Plusieurs campagnes de restauration ont marqué la fin du XXe siècle.

Mobilier

Plaque à la mémoire des enfants de Chapaize morts pour la France.

Dans le chœur, vitrail absidial du XIXe siècle représentant la Crucifixion.

Le maître-autel, en marbre blanc-noir, de style Empire, provient de l’abbaye de Cluny ; sur l’antependium peint, un ange montre le tombeau vide, d’où sort le linceul, et dit aux saintes femmes, Marie-Madeleine, Marie et Salomé, apportant des onguents : « Il n’est point ici, il est ressuscité. »

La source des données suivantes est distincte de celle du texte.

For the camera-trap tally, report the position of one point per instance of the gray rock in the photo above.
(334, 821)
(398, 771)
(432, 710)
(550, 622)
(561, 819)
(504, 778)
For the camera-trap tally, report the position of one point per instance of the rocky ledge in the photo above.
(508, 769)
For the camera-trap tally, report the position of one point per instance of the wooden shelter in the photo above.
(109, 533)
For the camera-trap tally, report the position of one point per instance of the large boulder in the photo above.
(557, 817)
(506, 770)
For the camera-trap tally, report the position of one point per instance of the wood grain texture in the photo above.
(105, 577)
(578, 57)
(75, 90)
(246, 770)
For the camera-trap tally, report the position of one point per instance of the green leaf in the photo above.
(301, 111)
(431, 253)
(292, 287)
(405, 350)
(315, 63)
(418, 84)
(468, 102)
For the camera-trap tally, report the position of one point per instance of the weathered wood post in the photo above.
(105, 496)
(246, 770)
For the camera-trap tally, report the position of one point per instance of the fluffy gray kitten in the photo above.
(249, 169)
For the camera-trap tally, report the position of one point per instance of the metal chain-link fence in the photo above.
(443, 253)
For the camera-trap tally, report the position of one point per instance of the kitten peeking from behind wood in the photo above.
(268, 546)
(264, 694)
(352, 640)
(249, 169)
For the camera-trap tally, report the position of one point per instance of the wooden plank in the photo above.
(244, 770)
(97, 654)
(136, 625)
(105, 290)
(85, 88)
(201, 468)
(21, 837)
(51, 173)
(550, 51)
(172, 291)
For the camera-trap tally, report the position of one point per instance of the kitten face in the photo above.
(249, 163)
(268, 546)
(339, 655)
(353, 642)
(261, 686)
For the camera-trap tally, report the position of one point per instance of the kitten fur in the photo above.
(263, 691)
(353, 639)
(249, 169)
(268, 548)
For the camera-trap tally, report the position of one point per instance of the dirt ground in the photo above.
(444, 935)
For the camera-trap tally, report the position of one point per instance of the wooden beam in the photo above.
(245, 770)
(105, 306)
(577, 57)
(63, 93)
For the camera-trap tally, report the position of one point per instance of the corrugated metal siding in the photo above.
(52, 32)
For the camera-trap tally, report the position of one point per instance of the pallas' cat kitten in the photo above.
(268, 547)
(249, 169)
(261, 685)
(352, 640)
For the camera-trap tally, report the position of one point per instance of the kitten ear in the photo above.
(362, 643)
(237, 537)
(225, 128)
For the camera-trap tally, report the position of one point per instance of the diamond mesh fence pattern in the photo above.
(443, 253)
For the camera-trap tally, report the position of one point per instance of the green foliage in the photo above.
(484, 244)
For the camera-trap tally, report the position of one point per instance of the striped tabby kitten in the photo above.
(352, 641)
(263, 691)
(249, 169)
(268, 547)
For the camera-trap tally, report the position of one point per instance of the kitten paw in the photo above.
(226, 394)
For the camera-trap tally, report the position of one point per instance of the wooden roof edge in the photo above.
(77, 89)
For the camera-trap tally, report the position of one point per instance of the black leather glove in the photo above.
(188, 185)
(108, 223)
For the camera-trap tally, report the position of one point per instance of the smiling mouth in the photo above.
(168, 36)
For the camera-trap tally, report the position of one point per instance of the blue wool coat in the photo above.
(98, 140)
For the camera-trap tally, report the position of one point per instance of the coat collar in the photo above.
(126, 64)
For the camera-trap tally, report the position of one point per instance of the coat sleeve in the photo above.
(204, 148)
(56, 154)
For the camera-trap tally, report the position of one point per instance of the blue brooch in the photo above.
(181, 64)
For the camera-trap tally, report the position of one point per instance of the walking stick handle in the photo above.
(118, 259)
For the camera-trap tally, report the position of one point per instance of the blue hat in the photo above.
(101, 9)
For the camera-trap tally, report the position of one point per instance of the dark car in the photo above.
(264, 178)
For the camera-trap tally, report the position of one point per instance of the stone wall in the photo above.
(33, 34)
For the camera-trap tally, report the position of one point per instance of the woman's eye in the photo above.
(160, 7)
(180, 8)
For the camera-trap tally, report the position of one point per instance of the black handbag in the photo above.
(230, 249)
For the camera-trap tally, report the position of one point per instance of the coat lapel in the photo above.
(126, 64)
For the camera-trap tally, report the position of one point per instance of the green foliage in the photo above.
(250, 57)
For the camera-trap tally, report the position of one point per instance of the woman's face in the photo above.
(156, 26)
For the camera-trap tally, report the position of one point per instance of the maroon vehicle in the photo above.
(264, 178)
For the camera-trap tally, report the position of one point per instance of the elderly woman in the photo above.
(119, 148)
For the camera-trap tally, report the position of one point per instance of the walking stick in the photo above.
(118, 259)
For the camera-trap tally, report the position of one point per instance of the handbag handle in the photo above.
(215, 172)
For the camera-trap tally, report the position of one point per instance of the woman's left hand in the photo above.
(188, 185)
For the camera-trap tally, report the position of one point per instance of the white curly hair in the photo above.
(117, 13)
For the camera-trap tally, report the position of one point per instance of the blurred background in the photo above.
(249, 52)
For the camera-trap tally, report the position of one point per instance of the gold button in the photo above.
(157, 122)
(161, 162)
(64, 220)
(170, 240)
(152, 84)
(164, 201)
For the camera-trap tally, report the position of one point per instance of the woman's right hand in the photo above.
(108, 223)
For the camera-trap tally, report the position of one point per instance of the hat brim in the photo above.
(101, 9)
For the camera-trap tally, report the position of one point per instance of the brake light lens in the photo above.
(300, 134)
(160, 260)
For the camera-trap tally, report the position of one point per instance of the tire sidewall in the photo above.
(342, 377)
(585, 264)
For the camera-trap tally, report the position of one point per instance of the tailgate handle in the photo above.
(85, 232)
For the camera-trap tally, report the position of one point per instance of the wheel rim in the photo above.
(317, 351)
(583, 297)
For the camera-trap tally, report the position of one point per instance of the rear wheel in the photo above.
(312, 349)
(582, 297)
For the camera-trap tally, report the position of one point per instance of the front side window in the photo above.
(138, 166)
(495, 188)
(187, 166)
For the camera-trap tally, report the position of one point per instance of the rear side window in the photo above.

Statue de la Vierge à l’Enfant, de la fin du XVIe siècle, classée au titre des Monuments historiques en 1935, en terre cuite, dans l’absidiole sud, au-dessus de l’autel à droite. L’autel de gauche est consacré à saint Martin partageant son manteau (bas-relief de la Charité) et en évêque (vitrail).

Grille de chœur en ferronnerie du XVIIIe siècle.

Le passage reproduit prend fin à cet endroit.